Ohio State had one of the best seasons in program history last year, and it came with the help of some young players. Now as the younger Buckeyes enter another year for the Buckeyes, they may be expected to take on expanded roles. Lettermen Row is breaking down a play from each key inexperienced Buckeye and how it can help provide a glimpse into each of their futures. Next up: Luke Farrell can be a key offensive weapon for Ohio State.
COLUMBUS — Luke Farrell is rarely mentioned when stars enter the conversation about the Ohio State offense.
That’s also what makes him so valuable. He doesn’t have to be mentioned, even though he never stops working. He finishes blocks and rarely makes mistakes. He catches the ball when it’s thrown his way. He’s a leader of the tight ends.
And that’s what will likely make him a valuable option in next year’s NFL Draft.
The rising senior tight end is far from a typical Ohio State draft prospect, but he doesn’t have to be. As both an extension of the offensive line that helped J.K. Dobbins rush for 2,003 yards last season and a valuable weapon for Justin Fields in the passing game, Farrell just takes what he gets in the offense.
“Always working on fundamentals,” Farrell said in March during the shortened spring practice schedule. “Need to play faster, that’s always a big thing for me and the tight ends. Our jobs on a lot of plays ask a lot from us. So we want to be able to play even faster while doing that.”
The fundamentals always seemed to be there for Farrell, who will lead a tight end unit that returns three contributors from last season and could yet again be one of the deepest on the roster. Even in his unit, though, rising junior tight end Jeremy Ruckert seems to be the name brought up when the inevitable annual conversation surrounds whether the Buckeyes will throw to the tight end more in the coming season.
Maybe that’s warranted. Ruckert has plenty of talent and was a huge pickup for the Buckeyes on the recruiting trail a couple years ago. If he can continue to develop with Farrell, he could be a scary Ohio State option.
Farrell can be, too. His 119 receiving yards and two touchdowns from a season ago won’t pop off any stat sheet, but the two touchdowns he scored were certainly impressive and resembled what a future-NFL tight end should be able to do.

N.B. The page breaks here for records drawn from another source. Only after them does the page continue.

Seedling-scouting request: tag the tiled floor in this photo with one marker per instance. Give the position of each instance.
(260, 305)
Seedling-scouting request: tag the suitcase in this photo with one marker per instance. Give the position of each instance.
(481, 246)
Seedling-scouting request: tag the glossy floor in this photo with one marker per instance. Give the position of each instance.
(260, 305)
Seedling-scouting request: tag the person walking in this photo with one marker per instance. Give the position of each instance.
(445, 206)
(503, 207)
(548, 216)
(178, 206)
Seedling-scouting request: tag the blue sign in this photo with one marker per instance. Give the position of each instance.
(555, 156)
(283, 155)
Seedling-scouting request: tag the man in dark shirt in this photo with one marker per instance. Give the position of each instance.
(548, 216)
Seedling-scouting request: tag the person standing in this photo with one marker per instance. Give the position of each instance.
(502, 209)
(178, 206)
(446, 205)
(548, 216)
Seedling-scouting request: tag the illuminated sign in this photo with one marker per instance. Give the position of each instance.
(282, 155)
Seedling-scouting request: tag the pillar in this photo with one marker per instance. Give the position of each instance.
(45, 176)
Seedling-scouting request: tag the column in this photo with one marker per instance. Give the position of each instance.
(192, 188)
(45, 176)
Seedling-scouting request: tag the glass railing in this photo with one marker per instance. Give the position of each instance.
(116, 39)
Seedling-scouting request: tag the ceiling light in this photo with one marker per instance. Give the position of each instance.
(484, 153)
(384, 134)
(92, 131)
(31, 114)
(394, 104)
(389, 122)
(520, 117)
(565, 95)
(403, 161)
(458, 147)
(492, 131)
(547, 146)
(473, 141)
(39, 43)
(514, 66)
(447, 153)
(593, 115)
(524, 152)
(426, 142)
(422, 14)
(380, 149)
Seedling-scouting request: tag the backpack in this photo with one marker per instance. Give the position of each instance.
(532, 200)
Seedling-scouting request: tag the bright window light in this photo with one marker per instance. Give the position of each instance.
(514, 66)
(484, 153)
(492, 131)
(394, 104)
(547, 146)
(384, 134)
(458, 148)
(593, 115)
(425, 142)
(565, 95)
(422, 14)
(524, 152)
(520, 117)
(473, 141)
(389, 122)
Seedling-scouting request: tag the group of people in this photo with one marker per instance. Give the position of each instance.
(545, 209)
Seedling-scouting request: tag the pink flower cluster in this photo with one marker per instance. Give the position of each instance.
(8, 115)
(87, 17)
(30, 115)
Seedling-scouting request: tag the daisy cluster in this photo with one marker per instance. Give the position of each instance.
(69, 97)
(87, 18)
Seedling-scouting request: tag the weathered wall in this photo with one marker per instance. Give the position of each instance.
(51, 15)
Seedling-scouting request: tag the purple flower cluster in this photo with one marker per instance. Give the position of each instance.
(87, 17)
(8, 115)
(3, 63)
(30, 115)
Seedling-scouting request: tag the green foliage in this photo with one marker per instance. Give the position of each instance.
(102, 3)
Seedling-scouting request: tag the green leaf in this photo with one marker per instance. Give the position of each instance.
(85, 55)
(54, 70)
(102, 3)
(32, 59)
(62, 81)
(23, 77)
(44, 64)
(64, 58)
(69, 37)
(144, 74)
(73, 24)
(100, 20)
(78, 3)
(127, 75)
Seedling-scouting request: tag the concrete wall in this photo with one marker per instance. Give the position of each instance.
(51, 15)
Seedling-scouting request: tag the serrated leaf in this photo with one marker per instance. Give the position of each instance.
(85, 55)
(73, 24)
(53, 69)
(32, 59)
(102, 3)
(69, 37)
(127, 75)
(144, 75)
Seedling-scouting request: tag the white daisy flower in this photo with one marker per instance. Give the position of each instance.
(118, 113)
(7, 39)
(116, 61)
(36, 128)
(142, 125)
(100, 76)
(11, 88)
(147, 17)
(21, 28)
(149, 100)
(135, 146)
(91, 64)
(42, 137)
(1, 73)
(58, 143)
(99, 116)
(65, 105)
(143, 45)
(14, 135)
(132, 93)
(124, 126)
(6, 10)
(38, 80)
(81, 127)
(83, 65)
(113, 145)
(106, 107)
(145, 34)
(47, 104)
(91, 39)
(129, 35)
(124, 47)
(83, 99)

“I think he is a better football player than he thinks he is,” tight ends coach Kevin Wilson said last season after Farrell’s touchdown against Michigan State. “I’d like to see him play with a lot more confidence, swagger, whatever way you look at, I’d like to see it. I think he’s capable of being a really complete tight end player. Not because you make one catch. I’m talking in the blocking game and his ability to finish some blocks.
“He’s doing a great job in pass [protection], does really well in perimeter. He’s our most consistent guy. I’m really challenging him. As good as he’s playing, I think he can be having that physical, dominating presence you want. I think he can really help us.”
And at this time next season, Farrell may be talked about with the same confidence from an NFL head coach or general manager.
The play: Ohio State wasn’t having its best offensive showing on Oct. 5 against Michigan State. Midway through the second quarter, the Buckeyes held onto just a three-point lead, but they had the ball deep in Spartans territory.
Justin Fields had plenty of time in the pocket, but his first and second options weren’t open or available. Farrell was.
Farrell not only caught the pass over the middle from Fields, but he then turned up field, absorbed blows from the Michigan State defenders and found the end zone for a crucial score that gave the Buckeyes a 10-point lead.
It was a huge moment for the Buckeyes in a night-game environment. And it was a huge moment for Farrell, who had only scored one touchdown in his Ohio State career before that catch.
As he continues to work toward an even better showing next season and a potential selection in the NFL Draft, it won’t be surprising if Farrell hauls in a few more impressive scores before his Ohio State career ends.